A Publication of WTVP

In 1865, the Civil War was ending and the country was rebuilding. In Kansas City, a small bank called the Kansas City Savings Association started making loans to entrepreneurs who built businesses, railroads and a Midwest economy. Now known as Commerce Bank, that small Missouri bank would go on to build connections across the Midwest and nationally as a “super-community bank.”

Today, the ways we send and manage money have drastically changed due to new technology. More and more transactions happen through online banking or a mobile application. We can send money to loved ones through our phone.

So, how does a super-community bank continue to thrive? There are several reasons, but, overall, it’s because banking is still about relationships. The reasons we send, save and manage money remain the same over time. Banking is still about relationships, which form the basis for a strong community.

Personal service still matters. Back in the beginning, “personal service” meant a local banker who knew you and your family by name and could personally attend to your banking needs. The same holds true today. The difference is, today’s consumers don’t necessarily want or need to come inside a building to have their needs met. Newer technologies—think ATMs, online banking and mobile banking—conveniently provide the round-the-clock access consumers prefer. But technology doesn’t make that friendly, local banker obsolete. While customers handle routine transactions online, personal bankers in branches have more time to spend having quality conversations with customers. They can take even more time discussing challenging decisions or helping with financial goals.

Managing risk. Amidst industry data breaches and fraud attempts, companies and customers must work especially hard to keep information secure. Our customers can rest assured that anytime we suspect a card has been misused, we contact them directly and close down that card immediately. We take the worry out of what can be an uncertain situation by ensuring that customers are not responsible for fraudulent charges. Our staff and systems work 24 hours a day, 365 days a year to fight fraud.

We continue to adapt to change. The only constant in life, it’s said, is change. Commerce has outlasted many other banks, not because we jump quickly on the latest business fads, but because we watch for unique opportunities that are a good fit, but that other financial institutions may pass up.

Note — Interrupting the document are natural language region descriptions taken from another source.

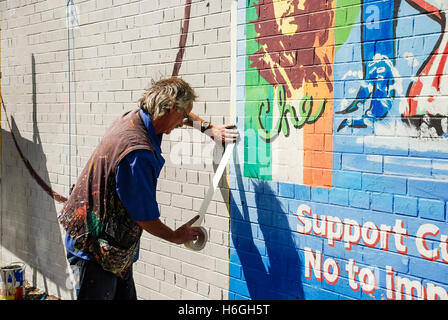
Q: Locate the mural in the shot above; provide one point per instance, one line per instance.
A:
(339, 189)
(425, 109)
(290, 64)
(290, 51)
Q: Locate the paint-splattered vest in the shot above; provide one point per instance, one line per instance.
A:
(94, 215)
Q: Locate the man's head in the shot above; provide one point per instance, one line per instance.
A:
(165, 94)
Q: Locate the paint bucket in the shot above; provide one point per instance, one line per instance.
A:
(12, 278)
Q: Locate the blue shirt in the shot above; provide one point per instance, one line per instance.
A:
(136, 182)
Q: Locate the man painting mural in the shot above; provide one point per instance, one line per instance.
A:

That approach has enabled us to identify niches—such as business payment systems and credit cards—where we can build leadership positions. And once we have them, we refuse to rest on our laurels, constantly seeking better ways to improve on serving customer needs.
 For instance, when chip technology was introduced for securing credit and debit cards, many banks retired their combination debit/credit card offering. But Commerce Bank reinvested in its combination debit and credit card—known as Special Connections—to make it chip-compatible and more secure.

We continue to grow. Commerce Bank was founded on $20,000 in capital. We’ve since grown from a single bank in Kansas City to 350 locations in five states, a national payments system, and tailored solutions for industries such as healthcare and insurance. By working with our customers, we’ve helped countless successful businesses grow, including our own. That growth has enabled the bank to raise its regular cash dividend every year for 46 consecutive years.

We give back. A bank’s growth is intertwined with the growth of the communities it serves. That is why Commerce has long placed high priority on charitable contributions and volunteer efforts. From our support of the United Way to the hundreds of hours our employees volunteer each year for organizations like Rebuilding Together and the Salvation Army, we remain committed to contributing wherever we can to our communities’ future health and prosperity.

We don’t know what the next 150 years will look like, but we’re confident we have a strong foundation—and even stronger relationships—to make the most of whatever the future brings. iBi

Jonathan Williams is the president for Commerce Bank’s Peoria Market. Peoria is a part of the Central Illinois Region, which also includes offices in Bloomington-Normal and Champaign-Urbana.